Nobody should be the target of violence and harassment simply for doing their job
2 min read

We must continue to ensure there are strong measures in place, both here and across the world, to prevent violence and harassment and to protect people from the many forms this can take.

Nobody should be the target of violence and harassment simply for doing their job. That is why yesterday I announced to Parliament our intention to ratify the International Labour Organisation’s Violence and Harassment Convention – the first international treaty to recognise the right of everyone to work free from violence and harassment.

The treaty sets out a first-of-its-kind common framework for action, something the UK has led the way on during extensive international negotiations over the last two years.

We already have some of the strongest laws to protect employees and we want to strengthen these even further

We already have some of the strongest laws to protect employees and we want to strengthen these even further, including by introducing explicit protections for employees from harassment by third parties, for example customers or clients.

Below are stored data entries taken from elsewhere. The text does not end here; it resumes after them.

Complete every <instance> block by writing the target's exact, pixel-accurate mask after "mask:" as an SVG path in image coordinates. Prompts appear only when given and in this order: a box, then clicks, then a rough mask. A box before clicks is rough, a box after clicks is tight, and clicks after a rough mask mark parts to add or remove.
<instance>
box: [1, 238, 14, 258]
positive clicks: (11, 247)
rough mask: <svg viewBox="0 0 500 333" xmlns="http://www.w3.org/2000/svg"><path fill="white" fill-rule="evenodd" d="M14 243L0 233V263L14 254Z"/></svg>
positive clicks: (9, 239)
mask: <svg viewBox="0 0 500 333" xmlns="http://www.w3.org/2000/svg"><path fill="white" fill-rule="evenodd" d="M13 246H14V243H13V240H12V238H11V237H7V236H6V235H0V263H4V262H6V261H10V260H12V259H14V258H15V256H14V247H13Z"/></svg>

Overseas, we will continue to advocate fiercely for the safety and rights of women and girls, calling on all countries to demonstrate their commitment to uphold these values, including by ratifying this new convention. We will not falter in our defence of the rights of women and girls to live free from violence and abuse.

As we build back fairer from the pandemic, and look towards brighter days ahead, this convention presents us with a unique opportunity to deliver a more inclusive, integrated and international approach to tackling workplace violence and harassment.  

I am proud that the UK is one of the first countries to sign up to the treaty and has led the way during the two years of treaty negotiations – a treaty that will build on the UK’s world-leading work to further protect employees from violence and harassment at work.

 

Thérèse Coffey is the Conservative MP for Suffolk Coastal and is the Secretary of State for Work and Pensions.